Voice agents in 2026 are full pipelines: ASR, voice activity detection, endpointing, turn policy, LLM reasoning, tool calls, guardrails, and TTS. Barge-in sits across those boundaries. Unlike transcript-only QA in Vapi or a raw LiveKit event export, production evaluation has to preserve timing, audio, and agent state together. The useful logs include interruption timestamps, agent speech offset, stop latency, overlapping audio windows, resumed transcript, tool calls after interruption, and whether the user goal still completed.

How FutureAGI Handles Barge-In

FutureAGI’s approach is to treat barge-in as an interruption-handling outcome attached to a full voice run, not as a single ASR event. The specific FAGI surface for this term is CustomerAgentInterruptionHandling, the evaluator class behind the eval:CustomerAgentInterruptionHandling anchor. In a voice workflow, that evaluator is attached to simulated or sampled calls where a caller interrupts a speaking customer agent.

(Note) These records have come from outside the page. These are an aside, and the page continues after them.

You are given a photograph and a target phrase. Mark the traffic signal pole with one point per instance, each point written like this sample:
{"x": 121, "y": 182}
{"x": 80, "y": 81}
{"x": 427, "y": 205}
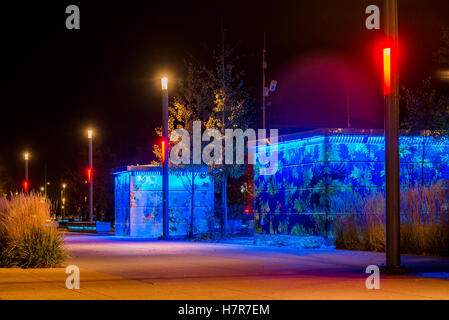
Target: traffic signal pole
{"x": 391, "y": 104}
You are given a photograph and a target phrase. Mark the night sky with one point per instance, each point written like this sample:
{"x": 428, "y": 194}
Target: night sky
{"x": 59, "y": 82}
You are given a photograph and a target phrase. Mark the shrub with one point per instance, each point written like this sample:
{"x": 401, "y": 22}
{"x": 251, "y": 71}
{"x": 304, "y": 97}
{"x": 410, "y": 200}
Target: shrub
{"x": 26, "y": 238}
{"x": 424, "y": 222}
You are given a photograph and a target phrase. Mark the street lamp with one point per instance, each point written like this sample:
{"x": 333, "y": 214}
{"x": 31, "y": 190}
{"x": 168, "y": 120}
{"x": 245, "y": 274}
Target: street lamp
{"x": 26, "y": 183}
{"x": 63, "y": 200}
{"x": 165, "y": 230}
{"x": 89, "y": 175}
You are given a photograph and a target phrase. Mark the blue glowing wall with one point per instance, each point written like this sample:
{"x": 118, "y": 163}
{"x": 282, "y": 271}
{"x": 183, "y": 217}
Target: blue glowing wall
{"x": 138, "y": 203}
{"x": 316, "y": 172}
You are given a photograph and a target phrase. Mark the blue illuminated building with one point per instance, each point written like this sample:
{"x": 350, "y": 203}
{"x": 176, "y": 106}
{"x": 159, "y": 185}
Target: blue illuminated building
{"x": 320, "y": 169}
{"x": 138, "y": 202}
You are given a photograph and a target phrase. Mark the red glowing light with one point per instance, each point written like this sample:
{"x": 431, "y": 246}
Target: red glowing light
{"x": 387, "y": 70}
{"x": 89, "y": 175}
{"x": 163, "y": 150}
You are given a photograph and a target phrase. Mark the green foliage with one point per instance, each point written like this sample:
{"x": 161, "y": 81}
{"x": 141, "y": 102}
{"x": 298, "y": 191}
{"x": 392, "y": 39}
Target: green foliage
{"x": 427, "y": 110}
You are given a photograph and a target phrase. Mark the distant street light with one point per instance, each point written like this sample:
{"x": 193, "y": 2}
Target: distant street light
{"x": 26, "y": 183}
{"x": 63, "y": 200}
{"x": 165, "y": 230}
{"x": 89, "y": 175}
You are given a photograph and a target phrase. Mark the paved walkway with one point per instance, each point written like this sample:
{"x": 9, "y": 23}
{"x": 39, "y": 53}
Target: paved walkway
{"x": 118, "y": 268}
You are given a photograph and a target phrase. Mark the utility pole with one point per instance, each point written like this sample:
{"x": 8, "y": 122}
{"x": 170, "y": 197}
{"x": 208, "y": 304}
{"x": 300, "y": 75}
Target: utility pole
{"x": 391, "y": 104}
{"x": 165, "y": 217}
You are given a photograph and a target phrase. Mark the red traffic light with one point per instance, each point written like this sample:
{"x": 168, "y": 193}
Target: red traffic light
{"x": 387, "y": 70}
{"x": 89, "y": 172}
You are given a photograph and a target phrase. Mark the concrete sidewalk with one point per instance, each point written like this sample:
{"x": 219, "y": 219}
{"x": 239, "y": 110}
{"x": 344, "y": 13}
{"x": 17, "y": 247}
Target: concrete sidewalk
{"x": 114, "y": 268}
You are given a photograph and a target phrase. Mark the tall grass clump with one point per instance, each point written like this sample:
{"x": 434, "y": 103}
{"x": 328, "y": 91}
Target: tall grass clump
{"x": 424, "y": 221}
{"x": 27, "y": 239}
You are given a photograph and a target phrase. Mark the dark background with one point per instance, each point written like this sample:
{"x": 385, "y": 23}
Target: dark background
{"x": 59, "y": 82}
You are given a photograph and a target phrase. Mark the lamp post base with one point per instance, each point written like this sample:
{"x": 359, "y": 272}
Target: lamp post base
{"x": 385, "y": 269}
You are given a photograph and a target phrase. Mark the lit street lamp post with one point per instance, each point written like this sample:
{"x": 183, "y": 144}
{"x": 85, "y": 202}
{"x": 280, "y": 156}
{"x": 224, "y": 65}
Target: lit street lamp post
{"x": 90, "y": 175}
{"x": 26, "y": 183}
{"x": 164, "y": 82}
{"x": 63, "y": 200}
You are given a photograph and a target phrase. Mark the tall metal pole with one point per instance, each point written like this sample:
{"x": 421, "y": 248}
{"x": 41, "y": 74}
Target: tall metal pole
{"x": 45, "y": 178}
{"x": 26, "y": 185}
{"x": 391, "y": 104}
{"x": 264, "y": 67}
{"x": 91, "y": 189}
{"x": 165, "y": 217}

A practical setup starts in the simulate-sdk. An engineer defines Persona records such as impatient buyer, elderly patient, or noisy warehouse operator, groups them into a Scenario, and runs the calls with LiveKitEngine. The run keeps the audio path, agent speech segments, caller speech segments, turn events, ASR transcript, final response, and task outcome. FutureAGI then evaluates the call with CustomerAgentInterruptionHandling; teams often pair it with ASRAccuracy, AudioQualityEvaluator, and TaskCompletion to separate bad listening from bad task execution.

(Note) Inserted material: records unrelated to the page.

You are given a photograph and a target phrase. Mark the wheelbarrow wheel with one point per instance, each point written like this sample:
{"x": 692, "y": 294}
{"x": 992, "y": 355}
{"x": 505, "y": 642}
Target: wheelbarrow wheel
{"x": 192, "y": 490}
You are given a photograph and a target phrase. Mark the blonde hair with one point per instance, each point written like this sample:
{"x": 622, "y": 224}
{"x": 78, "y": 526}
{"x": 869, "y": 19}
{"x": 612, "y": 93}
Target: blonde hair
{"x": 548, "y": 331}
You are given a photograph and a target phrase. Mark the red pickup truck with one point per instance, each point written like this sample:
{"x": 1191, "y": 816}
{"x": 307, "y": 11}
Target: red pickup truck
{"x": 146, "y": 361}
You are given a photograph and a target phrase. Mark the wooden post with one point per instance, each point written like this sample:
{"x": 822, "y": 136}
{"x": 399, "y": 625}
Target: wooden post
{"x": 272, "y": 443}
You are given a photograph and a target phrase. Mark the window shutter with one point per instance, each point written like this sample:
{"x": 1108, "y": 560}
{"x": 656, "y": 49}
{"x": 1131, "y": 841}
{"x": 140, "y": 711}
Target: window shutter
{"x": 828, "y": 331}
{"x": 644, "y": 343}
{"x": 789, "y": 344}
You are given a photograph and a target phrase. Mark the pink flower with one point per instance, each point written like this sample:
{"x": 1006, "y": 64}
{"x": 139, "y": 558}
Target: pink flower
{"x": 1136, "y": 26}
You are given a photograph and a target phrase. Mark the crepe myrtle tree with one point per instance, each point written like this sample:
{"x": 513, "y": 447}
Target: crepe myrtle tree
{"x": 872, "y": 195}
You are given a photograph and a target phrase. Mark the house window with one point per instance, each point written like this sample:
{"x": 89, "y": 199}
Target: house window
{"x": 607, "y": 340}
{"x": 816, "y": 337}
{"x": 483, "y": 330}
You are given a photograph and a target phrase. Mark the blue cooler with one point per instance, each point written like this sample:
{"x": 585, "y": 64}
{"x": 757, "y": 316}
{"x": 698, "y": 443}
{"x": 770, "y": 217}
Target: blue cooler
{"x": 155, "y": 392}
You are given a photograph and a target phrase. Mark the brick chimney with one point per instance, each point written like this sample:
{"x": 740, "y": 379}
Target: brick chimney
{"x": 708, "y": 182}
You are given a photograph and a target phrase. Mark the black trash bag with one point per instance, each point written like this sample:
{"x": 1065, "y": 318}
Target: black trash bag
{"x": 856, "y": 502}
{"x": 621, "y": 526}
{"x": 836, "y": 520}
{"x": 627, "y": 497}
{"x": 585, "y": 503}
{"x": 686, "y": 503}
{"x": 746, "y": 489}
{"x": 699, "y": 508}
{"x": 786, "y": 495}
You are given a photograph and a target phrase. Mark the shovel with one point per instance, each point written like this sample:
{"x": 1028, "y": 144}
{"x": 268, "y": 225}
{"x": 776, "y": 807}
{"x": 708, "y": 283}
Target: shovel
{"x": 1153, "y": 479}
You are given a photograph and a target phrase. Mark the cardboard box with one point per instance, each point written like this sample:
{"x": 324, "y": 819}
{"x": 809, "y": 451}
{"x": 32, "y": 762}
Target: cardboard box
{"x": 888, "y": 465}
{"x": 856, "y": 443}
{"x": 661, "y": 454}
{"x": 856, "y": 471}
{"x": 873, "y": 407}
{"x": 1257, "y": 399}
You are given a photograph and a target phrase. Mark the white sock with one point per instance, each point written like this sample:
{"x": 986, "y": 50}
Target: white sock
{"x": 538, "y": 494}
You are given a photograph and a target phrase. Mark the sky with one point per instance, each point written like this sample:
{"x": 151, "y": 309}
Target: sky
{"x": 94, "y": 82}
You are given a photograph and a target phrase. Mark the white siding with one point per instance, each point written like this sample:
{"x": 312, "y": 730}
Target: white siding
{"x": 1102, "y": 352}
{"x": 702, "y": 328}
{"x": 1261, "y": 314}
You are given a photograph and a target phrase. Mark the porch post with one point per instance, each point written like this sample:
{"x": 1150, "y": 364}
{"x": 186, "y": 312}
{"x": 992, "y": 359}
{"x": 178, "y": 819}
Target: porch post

Example: a pharmacy refill voice agent must stop reading policy language when the caller says, “No, I need insulin pens, not needles.” FutureAGI records the interruption window, checks whether the agent stopped promptly, and scores whether the resumed answer used the corrected intent. If interruption failures rise for mobile calls with packet loss, the engineer can alert on eval-fail-rate-by-cohort, adjust endpointing thresholds, route noisy calls to a slower confirmation flow, and rerun the regression suite before release.

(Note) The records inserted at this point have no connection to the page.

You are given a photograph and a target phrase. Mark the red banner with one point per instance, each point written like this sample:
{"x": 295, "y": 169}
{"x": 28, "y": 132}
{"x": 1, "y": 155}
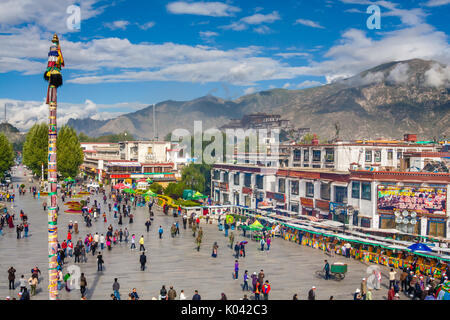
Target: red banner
{"x": 246, "y": 190}
{"x": 322, "y": 204}
{"x": 306, "y": 202}
{"x": 120, "y": 176}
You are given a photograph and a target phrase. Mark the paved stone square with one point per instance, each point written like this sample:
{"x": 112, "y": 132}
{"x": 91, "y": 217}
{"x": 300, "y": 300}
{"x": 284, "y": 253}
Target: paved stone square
{"x": 289, "y": 267}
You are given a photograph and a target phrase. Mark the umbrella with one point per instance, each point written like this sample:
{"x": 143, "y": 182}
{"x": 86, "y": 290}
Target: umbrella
{"x": 443, "y": 292}
{"x": 419, "y": 247}
{"x": 150, "y": 193}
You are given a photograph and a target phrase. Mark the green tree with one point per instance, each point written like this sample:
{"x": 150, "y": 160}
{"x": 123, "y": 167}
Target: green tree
{"x": 193, "y": 178}
{"x": 69, "y": 152}
{"x": 307, "y": 138}
{"x": 35, "y": 148}
{"x": 6, "y": 154}
{"x": 69, "y": 155}
{"x": 156, "y": 188}
{"x": 175, "y": 190}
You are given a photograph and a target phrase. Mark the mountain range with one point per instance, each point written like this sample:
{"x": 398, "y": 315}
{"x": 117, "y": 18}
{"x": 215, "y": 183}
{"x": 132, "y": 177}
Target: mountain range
{"x": 384, "y": 102}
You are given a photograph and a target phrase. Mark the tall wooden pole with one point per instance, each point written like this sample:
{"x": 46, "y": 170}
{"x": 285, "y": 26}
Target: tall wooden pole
{"x": 53, "y": 75}
{"x": 53, "y": 181}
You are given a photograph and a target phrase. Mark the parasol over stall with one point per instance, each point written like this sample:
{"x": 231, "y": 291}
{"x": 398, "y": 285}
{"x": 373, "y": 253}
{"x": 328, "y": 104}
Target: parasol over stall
{"x": 120, "y": 186}
{"x": 420, "y": 247}
{"x": 443, "y": 291}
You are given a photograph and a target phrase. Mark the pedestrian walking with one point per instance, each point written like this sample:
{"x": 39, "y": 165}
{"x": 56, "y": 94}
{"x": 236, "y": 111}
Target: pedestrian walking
{"x": 11, "y": 277}
{"x": 172, "y": 294}
{"x": 116, "y": 288}
{"x": 143, "y": 260}
{"x": 326, "y": 269}
{"x": 133, "y": 242}
{"x": 312, "y": 293}
{"x": 141, "y": 243}
{"x": 148, "y": 224}
{"x": 245, "y": 284}
{"x": 100, "y": 262}
{"x": 83, "y": 285}
{"x": 266, "y": 289}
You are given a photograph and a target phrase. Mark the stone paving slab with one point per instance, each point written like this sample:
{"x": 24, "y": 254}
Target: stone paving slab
{"x": 289, "y": 267}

How to Measure or Detect Barge-In

Measure barge-in with timing, transcript, and outcome signals together:

CustomerAgentInterruptionHandling: FutureAGI evaluator for whether a customer agent handles an interruption according to the configured rubric.
Stop latency: milliseconds from caller speech start to agent speech stop; track p50, p95, and p99 by channel.
Resumed intent accuracy: whether the post-interruption response reflects the new user intent, not the old agent script.
Turn-event trace fields: caller speech start, agent speech offset, overlap duration, endpointing decision, and next agent action.
User proxies: repeated correction rate, hang-up rate after overlap, human escalation after interruption, and thumbs-down rate by cohort.

from fi.evals import CustomerAgentInterruptionHandling

barge_in_eval = CustomerAgentInterruptionHandling()
result = barge_in_eval.evaluate(
    transcript=call_transcript,
    audio_events=turn_events,
    expected_behavior="stop speaking and answer the corrected request"
)
print(result.score)

Do not use a global pass rate alone. A voice agent may handle polite interruptions well and fail callers who speak fast, use low-quality microphones, or interrupt during tool-confirmation steps.

Common Mistakes

The most common barge-in errors come from treating interruption as a speech-runtime option instead of an evaluated agent behavior.

Scoring only the final transcript. You miss late stop, overlapping speech, clipped words, and the user’s visible frustration.
Using VAD as the barge-in policy. Voice activity detection detects speech; it does not decide how the agent should resume.
Ignoring tool state. An interruption during payment, booking, or cancellation may require rollback, confirmation, or a safer branch.
Setting one stop-latency threshold. Phone, browser, SIP, and mobile networks need separate baselines and alerts.
Treating interruptions as noise. Many interruptions are corrections, consent changes, or safety-critical updates to the task.